6. José Gonzales – A Perfect Storm
Con il suo approccio pacato e minimalista il cantante svedese torna con un album che nonostante la (solita) apparente calma sforna brani tormentati che esplorano il caos interiore proponendo un viaggio di folk filosofico dove ogni nota è una goccia di pioggia che scava la roccia dell’anima.
5. Buck Meek – The Mirror
Il chitarrista dei Big Thief conferma la sua ricetta che intreccia folk sghembo e alt-country con una delicatezza unica. La sua voce ci guida attraverso storie di periferia, riflessi interiori e amori polverosi. È un album che brilla di una luce calda e fioca, perfetto per chi cerca canzoni che sanno di legno, terra e verità appena sussurrate.
4. Bill Callahan – My Days of 58
Con la sua voce baritonale che sembra provenire dal centro della terra, Callahan dipinge un affresco intimo tra chitarre acustiche che paiono scordate, pesanti silenzi che sanno di saggezza e dettagli anche minimi, come se la natura diventasse una lezione di vita universale e profonda.
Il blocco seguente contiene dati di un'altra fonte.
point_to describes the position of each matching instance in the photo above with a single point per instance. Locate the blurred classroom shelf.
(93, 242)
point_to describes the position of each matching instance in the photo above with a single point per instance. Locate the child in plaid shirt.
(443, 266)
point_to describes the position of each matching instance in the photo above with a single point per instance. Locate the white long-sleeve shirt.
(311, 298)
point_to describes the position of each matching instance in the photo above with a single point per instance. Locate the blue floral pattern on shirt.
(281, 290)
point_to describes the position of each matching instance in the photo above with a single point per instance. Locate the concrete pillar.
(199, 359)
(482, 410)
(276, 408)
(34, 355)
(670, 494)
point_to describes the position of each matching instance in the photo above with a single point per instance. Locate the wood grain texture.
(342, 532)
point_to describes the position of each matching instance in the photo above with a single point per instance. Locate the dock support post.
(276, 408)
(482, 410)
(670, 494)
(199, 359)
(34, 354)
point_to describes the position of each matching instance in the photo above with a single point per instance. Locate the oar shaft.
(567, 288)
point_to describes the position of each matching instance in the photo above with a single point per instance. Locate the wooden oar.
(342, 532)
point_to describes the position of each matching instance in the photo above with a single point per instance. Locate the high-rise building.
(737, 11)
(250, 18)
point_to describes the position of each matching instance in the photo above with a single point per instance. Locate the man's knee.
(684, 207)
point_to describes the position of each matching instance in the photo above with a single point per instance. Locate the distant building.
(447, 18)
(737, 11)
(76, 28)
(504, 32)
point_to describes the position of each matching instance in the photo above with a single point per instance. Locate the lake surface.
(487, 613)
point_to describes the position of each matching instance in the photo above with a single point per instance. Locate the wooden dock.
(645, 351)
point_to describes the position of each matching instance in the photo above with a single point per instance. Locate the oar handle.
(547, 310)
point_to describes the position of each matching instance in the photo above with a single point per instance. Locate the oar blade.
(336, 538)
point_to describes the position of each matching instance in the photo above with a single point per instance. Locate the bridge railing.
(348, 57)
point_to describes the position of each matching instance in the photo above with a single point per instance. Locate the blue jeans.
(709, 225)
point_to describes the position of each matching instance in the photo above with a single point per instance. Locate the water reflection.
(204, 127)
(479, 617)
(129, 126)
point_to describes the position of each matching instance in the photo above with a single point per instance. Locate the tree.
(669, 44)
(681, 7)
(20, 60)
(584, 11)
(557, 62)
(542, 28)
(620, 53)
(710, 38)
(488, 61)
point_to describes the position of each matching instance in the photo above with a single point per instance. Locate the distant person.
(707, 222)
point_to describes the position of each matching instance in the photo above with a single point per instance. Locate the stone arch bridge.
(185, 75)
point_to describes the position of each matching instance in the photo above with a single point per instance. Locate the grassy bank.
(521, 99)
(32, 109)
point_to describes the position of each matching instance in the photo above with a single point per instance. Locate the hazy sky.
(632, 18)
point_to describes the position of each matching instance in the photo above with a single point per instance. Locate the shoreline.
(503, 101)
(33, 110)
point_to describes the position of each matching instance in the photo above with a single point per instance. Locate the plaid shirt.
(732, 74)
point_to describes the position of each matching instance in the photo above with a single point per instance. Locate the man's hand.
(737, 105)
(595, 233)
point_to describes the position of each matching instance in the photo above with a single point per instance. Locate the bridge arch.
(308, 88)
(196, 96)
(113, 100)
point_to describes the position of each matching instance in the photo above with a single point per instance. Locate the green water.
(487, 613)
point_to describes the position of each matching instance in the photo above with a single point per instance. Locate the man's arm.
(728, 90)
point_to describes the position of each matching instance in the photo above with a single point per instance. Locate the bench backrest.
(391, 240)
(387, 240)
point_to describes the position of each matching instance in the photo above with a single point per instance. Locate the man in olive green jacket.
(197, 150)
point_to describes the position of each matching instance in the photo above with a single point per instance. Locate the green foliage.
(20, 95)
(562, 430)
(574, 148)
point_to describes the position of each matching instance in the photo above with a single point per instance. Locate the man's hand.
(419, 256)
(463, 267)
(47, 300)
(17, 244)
3. Deadletter – Existence Is Bliss
Post-punk spigoloso e degenerato incontrano il funk in un’esplosione avvincente. I Deadletter si scagliano contro la monotonia moderna con ritmiche serrate e fiati dissonanti. Ogni traccia è un mondo a parte dove “ballabile”, “arrabbiato” e “sarcastico” si fondono per creare un mondo non per forza orecchiabile ma necessario per raggiungere un risultato non da poco.
2. Nothing – a short history of decay
Il nichilismo non è mai stato così avvolgente. I Nothing in questo album li possiamo riassumere come “un muro di suono shoegaze”: mai avevano mostrato un tale “tiro”. Tra riverberi, feedback e distorsioni il disco esplora la bellezza del crollo e la fragilità dell’esistenza. Una marcia funebre distorta dove la melodia emerge dalle macerie come un ultimo, disperato battito vitale.
1. Gorillaz – The Mountain
Come al solito la creatura di Damon Albarn esplora mondi e unisce universi che a un primo impatto sembrano inconciliabili, tra folk, dub, elettronica e hip-hop, abbandonando quella frenesia urbana per esplorare l’isolamento e cercare le vette spirituali. Tra beat glaciali e sintetizzatori analogici ritroviamo una band che cerca l’ossigeno in cima a un mondo che sembra stia per finire.